REPUBLIKA.CO.ID, MOSKOW -- Perdana Menteri Rusia Dmitry Medvedev akhirnya kembali dapat mengakses akun Twitter resminya yang sempat diretas. Demikian pernyataan resmi Kremlin.
"Konsekuensi atas peretasan telah dihapuskan dan keamanan akun telah dipulihkan," sebut kantor layanan pers Pemerintah Rusia seperti dilaporkan ITAR-TASS. Pemerintah Rusia menyebut tidak seorang pun yang aman dari serangan dan peretasan.
Akun Twitter resmi berbahasa Rusia milik Medvedev telah diretas pada Kamis pagi waktu setempat dan diisi pesan-pesan palsu termasuk pengumuman pengunduran dirinya sebagai perdana menteri. "Saya mengundurkan diri. Saya malu dengan ulah pemerintah. Maafkan saya," kata kicauan berbahasa Rusia dalam akun Twitter Medvedev.
"Saya ingin katakan ini sejak lama: Vova kamu salah!" katanya dalam cuitan lain di akun Medvedev yang menyebut nama panggilan Vladimir.
Juru bicara pemerintah kepada kantor berita pemerintah RIA Novosti mengatakan, kun Twitter Medvedev telah diretas, pesan-pesan itu palsu. "Kami sedang mengatasi masalah ini," Kata juru bicara tersebut.

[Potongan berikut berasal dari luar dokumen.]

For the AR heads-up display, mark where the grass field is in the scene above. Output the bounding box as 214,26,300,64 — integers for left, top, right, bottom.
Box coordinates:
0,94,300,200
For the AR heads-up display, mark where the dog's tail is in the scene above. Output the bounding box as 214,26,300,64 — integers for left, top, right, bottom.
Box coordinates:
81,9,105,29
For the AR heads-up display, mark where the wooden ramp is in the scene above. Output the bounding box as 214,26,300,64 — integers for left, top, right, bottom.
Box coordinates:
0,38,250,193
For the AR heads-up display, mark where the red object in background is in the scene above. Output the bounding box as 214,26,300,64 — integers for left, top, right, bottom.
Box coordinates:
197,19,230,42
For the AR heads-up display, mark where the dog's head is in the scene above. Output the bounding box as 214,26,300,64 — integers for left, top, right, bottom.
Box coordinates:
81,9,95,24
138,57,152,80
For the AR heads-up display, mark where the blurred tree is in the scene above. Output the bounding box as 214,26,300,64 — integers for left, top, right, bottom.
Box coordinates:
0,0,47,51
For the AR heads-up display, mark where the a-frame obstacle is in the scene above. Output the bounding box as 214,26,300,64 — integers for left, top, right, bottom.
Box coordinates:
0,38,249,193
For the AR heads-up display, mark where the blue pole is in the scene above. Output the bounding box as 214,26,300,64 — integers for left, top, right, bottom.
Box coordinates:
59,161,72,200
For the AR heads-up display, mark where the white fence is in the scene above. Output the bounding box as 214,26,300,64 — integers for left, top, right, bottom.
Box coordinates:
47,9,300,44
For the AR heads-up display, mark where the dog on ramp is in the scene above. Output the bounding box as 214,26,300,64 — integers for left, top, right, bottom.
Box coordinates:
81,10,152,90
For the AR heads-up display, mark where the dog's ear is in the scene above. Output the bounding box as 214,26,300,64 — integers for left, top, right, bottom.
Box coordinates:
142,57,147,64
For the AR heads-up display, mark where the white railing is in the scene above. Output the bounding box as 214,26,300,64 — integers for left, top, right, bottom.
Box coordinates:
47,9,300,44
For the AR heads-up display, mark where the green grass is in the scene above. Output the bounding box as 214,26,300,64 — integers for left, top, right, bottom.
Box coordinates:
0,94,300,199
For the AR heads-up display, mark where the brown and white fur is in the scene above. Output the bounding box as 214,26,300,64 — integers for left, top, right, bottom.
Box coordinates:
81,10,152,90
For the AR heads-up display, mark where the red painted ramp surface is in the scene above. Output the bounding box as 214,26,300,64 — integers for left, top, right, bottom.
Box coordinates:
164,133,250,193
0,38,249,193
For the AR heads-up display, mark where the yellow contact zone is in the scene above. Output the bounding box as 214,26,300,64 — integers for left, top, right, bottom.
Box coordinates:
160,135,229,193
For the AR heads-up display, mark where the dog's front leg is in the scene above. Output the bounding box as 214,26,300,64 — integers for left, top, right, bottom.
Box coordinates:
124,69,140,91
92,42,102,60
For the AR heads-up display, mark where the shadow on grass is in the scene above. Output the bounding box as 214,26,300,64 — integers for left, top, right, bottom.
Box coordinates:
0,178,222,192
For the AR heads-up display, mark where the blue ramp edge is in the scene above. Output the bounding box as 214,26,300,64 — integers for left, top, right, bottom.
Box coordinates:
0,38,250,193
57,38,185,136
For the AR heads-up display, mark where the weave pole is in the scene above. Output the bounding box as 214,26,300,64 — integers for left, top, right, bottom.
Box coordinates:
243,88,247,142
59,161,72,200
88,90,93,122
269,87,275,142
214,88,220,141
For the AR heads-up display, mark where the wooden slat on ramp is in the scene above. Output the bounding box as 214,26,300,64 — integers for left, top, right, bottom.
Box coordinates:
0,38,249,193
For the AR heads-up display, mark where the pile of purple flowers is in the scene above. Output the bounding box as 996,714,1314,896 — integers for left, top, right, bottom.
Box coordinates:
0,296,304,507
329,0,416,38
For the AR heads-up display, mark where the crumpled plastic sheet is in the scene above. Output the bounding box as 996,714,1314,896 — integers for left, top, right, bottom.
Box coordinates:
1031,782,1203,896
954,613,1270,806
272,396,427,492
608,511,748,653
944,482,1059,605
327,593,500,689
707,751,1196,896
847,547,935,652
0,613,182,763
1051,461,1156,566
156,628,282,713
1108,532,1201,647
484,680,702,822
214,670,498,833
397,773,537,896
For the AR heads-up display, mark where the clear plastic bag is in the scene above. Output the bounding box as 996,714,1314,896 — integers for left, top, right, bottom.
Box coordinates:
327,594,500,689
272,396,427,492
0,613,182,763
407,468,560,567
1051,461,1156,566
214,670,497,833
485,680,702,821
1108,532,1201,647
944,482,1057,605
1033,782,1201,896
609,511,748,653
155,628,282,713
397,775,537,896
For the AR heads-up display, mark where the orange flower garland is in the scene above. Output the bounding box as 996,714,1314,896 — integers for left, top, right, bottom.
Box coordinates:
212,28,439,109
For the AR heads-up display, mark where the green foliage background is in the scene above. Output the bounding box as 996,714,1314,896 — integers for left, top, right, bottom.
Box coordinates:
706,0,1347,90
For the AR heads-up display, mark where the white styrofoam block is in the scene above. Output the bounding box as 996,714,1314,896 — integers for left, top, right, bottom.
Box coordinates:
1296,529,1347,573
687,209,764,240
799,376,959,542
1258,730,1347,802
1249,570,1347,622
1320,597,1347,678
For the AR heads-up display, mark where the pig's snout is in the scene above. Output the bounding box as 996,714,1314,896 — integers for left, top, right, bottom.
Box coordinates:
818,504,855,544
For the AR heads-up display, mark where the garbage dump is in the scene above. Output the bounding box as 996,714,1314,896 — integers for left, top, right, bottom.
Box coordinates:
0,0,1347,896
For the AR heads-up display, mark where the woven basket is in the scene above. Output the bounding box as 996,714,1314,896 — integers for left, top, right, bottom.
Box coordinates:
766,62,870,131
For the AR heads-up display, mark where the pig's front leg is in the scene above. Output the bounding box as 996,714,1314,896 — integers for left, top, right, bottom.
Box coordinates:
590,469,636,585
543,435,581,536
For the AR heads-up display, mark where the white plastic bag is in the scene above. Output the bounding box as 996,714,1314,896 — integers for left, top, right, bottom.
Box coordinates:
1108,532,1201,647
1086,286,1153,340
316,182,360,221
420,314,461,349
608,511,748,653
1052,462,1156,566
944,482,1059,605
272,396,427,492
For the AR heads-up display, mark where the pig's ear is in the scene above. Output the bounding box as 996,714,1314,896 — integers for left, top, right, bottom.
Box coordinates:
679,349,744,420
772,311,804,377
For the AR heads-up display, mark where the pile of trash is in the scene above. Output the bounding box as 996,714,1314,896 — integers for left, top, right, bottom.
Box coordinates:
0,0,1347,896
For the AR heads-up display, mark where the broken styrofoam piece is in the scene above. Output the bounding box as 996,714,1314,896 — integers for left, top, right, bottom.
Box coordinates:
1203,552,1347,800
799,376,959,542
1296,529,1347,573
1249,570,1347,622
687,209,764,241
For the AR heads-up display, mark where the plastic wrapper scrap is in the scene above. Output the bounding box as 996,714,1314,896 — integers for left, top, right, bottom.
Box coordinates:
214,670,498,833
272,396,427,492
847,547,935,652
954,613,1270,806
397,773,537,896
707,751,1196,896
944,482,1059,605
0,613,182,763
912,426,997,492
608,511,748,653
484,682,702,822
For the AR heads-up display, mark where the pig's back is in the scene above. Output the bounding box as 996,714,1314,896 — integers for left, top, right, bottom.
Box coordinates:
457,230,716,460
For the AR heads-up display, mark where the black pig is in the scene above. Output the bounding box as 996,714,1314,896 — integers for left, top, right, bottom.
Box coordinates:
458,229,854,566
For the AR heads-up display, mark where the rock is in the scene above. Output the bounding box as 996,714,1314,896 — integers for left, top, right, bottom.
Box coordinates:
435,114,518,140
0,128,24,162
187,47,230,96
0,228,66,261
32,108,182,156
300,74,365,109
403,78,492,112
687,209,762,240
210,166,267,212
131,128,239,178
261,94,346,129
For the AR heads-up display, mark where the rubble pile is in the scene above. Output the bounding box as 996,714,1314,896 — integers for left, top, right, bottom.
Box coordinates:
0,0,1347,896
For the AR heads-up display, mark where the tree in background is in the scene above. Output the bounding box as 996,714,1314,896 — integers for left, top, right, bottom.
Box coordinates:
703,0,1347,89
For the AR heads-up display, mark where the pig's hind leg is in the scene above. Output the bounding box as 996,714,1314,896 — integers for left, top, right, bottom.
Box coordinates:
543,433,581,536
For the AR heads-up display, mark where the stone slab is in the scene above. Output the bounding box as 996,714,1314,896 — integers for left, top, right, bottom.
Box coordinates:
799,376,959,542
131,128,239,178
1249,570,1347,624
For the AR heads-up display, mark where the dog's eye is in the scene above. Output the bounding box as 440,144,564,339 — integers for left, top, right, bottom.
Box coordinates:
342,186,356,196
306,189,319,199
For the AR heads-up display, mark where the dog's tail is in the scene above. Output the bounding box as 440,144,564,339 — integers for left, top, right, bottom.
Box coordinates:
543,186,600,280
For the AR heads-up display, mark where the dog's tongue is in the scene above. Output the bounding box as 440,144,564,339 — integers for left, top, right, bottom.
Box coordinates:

Meski demikian, pesan-pesan peretas itu terus muncul, dan akunnya dengan cepat menjadi topik utama di Moksow, dengan jumlah pengikut akun bertambah 10 ribu dengan cepat, menjadi lebih dari 2,5 juta. Kebanyakan cuitannya mengkritisi kebijakan pemerintah Rusia.
"Krimea bukan milik kita. Mohon retweet," demikian salah satu pesan tersebut ketika Medvedev, Putin dan para legislator dijadwalkan bertemu pada Kamis untuk membicarakan masalah di semenanjung Laut Hitam sejak Rusia mencaploknya dari Ukraina pada Maret.
"Kita bisa kembali ke situasi pada 1980-an. Sungguh menyedihkan. Jika itu tujuan rekan-rekan saya di Kremlin, mereka akan mendapatkannya segera," katanya dalam cuitan yang lain.